Esso evoca la grande conquista storica dell'abolizione della schiavitù e NON
comporta assolutamente la criminalizzazione delle persone che praticano la
prostituzione, ossia l' applicazione ad esse di sanzioni pecuniarie o penali.
La
punizione delle persone prostituite è prevista invece dal sistema
proibizionista che si concretizza in Italia nelle ordinanze dei sindaci che
infliggono multe alle peripatetiche in nome della decenza e del decoro,
concetti che non sono assolutamente
condivisi dalle femministe abolizioniste, alle quali nulla importa
dell'abbigliamento di chi pratica rapporti mercenari. L'imposizione del
versamento delle imposte, ossia la trasformazione dello Stato in sfruttatore
della prostituzione, rappresenta invece un carattere tipico dei sistemi neoregolamentaristi.
Un
governo che adotta un approccio abolizionista implementa corsi di formazione e
fornisce supporto concreto alla ricerca di un altro lavoro ed, eventualmente,
di un alloggio a chi desidera abbandonare la prostituzione, ma appronta anche
strutture che offrono assistenza sanitaria e psicologica a tutte le persone che
praticano rapporti mercenari e la cui fruizione non è condizionata all'uscita
dalla prostituzione.
L'istituzione
di un reddito garantito, una normativa che favorisca la libera circolazione
delle persone, il riconoscimento delle competenze delle migranti e quindi
l'offerta di una maggiore gamma di opzioni eserciterebbero una funzione di
prevenzione dell'ingresso nella prostituzione e di fuoriuscita dalla
stessa. Da subito andrebbe erogato un
reddito di esistenza alle donne che si prostituiscono e che desiderano
abbandonare l'attività.
Il
modello abolizionista prevede l'applicazione di sanzioni esclusivamente
pecuniarie (modello francese) o, in caso di recidiva, anche penali, (ma
raramente applicate) (modello svedese) ai soli clienti.
Il
principio importante che si intende affermare è che nessuno ha il diritto di comprare il corpo di
un'altra persona.
Tuttavia,
è abolizionista anche la posizione di chi, più che alle leggi, si affida e si impegna ad innescare un mutamento di
sensibilità anche attraverso l'informazione e l'educazione.
Un
governo abolizionista, inoltre, sanziona
qualsiasi forma di sfruttamento della prostituzione e non prevede certo la
conversione dei prosseneti in rispettabili imprenditori, a differenza di quanto avviene negli Stati
neoregolamentaristi.
Due
precisazioni sul blog
1) Potrei proporre anche la traduzione di alcuni
testi di cui non condivido qualche parola o frase.
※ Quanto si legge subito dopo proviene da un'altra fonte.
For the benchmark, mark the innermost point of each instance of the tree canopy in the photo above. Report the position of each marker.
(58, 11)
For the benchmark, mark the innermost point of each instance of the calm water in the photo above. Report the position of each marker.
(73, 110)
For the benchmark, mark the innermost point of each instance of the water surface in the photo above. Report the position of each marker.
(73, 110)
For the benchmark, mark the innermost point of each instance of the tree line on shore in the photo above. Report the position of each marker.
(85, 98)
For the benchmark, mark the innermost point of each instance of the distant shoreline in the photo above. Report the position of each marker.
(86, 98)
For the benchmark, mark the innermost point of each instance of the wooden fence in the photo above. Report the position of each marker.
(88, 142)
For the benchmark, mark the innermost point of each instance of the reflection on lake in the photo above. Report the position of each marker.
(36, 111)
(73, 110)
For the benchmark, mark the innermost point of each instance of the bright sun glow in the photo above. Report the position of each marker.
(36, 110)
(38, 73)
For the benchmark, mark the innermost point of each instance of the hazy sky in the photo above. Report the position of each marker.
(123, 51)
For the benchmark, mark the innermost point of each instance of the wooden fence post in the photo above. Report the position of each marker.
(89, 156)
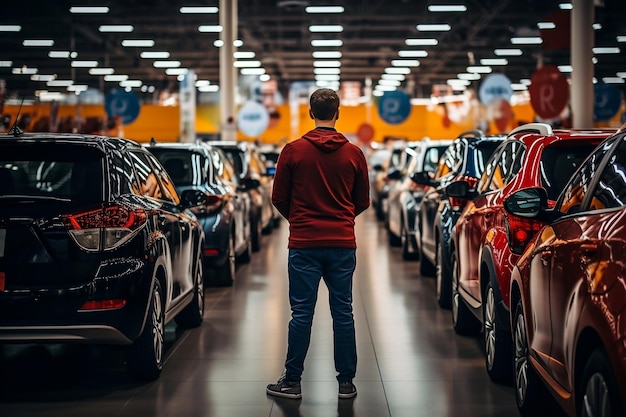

In tal caso porrò in rilievo
il mio dissenso da tali asserzioni.
2)
Pubblicherò la traduzione di testimonianze di prostituite o sopravvissute alla
prostituzione già presenti in rete. Non ricorrerò invece all'espediente di raccontare in prima persona le altrui vicende
biografiche per non tradire la fiducia di chi mi ha eventualmente confidato
fatti privati delicati, per non sovrapporre il mio punto di vista di
narratrice-protagonista a quello della persona in questione e, soprattutto, per
non sollevare dubbi sull'autenticità del racconto. Vorrei infatti evitare di
ingenerare il sospetto di inventarmi storie allo scopo di manipolare i lettori
e di indurli ad abbracciare le mie tesi.
Infine due parole su di me.
Mi chiamo Maria Rossi e ho già pubblicato articoli sulla prostituzione su altri blog (Consumabili, Femminile Plurale e Massimo Lizzi). Sono un'anticapitalista convinta e una femminista di orientamento materialista, una corrente francese che, con una certa approssimazione, potrei definire radicale-marxista, nel senso che attinge ispirazione da Marx e applica, rielaborandoli, concetti materialisti all'oppressione delle donne.
Aggiungo che tutto il femminismo materialista francese e canadese è apertamente abolizionista.
Aggiungo che tutto il femminismo materialista francese e canadese è apertamente abolizionista.